Originally published
Originally published: 7/1/2018

There is a clear and compelling relationship between employee reward systems and the level of employee engagement.


To be impactful and successfully generate the necessary level of employee engagement, a reward system must include the components of compensation, benefits, recognition, and appreciation.

The focus of many programs today is on the first two, and the latter two to a lesser extent, if at all. These two are more likely to facilitate the generation of intrinsic rewards, which will lead to greater employee engagement. The generation of intrinsic rewards may often be accomplished at a lower cost to the employer.

A simple, deserved “Thank You” can generate amazing emotional results if it reflects the leader’s true feelings.

Intrinsic rewards are internal in nature and are focused on things that bring feelings of personal satisfaction, esteem, autonomy, self-actualization, personal growth, a sense of accomplishment or a feeling of confidence.

They’re not like paychecks or bonuses; they can’t be simply “given” to employees to increase engagement.
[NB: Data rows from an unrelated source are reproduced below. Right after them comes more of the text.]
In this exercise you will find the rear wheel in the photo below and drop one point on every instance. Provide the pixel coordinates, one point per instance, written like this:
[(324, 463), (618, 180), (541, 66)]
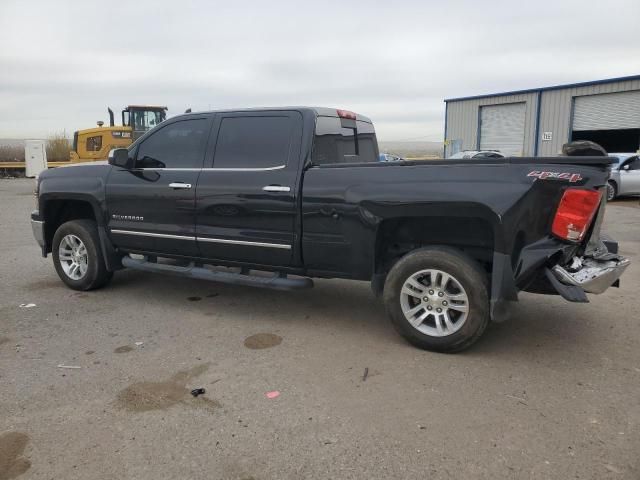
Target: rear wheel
[(612, 190), (437, 299), (77, 255)]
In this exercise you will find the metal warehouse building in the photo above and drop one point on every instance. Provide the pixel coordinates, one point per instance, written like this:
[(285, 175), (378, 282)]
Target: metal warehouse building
[(539, 121)]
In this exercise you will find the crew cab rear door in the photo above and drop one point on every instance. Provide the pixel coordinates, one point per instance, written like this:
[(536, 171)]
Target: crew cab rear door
[(246, 197), (151, 207)]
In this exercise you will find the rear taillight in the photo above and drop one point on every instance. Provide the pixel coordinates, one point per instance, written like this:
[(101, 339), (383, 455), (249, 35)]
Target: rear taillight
[(575, 212)]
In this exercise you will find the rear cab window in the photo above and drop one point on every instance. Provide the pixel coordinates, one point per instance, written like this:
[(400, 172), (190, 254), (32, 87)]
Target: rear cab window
[(344, 140), (261, 142)]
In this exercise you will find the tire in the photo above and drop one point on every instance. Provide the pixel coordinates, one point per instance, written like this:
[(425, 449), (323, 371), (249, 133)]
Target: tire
[(79, 268), (612, 190), (467, 285)]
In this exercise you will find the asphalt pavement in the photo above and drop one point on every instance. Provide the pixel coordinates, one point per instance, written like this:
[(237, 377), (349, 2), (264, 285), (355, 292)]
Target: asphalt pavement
[(312, 384)]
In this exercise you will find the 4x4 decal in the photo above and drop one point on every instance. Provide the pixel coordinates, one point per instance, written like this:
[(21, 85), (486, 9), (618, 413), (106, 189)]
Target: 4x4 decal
[(572, 177)]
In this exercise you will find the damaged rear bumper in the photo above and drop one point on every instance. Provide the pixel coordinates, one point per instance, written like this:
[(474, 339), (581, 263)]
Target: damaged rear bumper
[(592, 276)]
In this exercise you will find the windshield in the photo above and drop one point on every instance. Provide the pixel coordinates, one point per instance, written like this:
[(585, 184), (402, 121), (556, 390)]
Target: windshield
[(146, 119)]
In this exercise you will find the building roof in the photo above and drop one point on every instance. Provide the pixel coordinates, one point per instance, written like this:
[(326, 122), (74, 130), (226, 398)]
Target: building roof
[(542, 89)]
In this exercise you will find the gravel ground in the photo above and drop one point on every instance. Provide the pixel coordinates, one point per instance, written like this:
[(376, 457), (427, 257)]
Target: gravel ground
[(552, 394)]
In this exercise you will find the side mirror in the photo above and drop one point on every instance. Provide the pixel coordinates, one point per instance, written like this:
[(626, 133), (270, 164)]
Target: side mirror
[(119, 157)]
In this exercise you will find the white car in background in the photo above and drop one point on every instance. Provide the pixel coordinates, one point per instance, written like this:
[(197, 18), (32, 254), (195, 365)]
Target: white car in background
[(478, 154), (625, 175)]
They’re at the heart of the job performed. It’s the nature of the work and how the employee perceives their role within the organization and its value to the organization’s success.

What “good,” as viewed by the employee, is being accomplished?

Some activities that generate intrinsic rewards will be done without compensation. Playing games, eating, laughing, family time, traveling, exercise, entertainment, and sporting events and activities are commonly and happily done without pay.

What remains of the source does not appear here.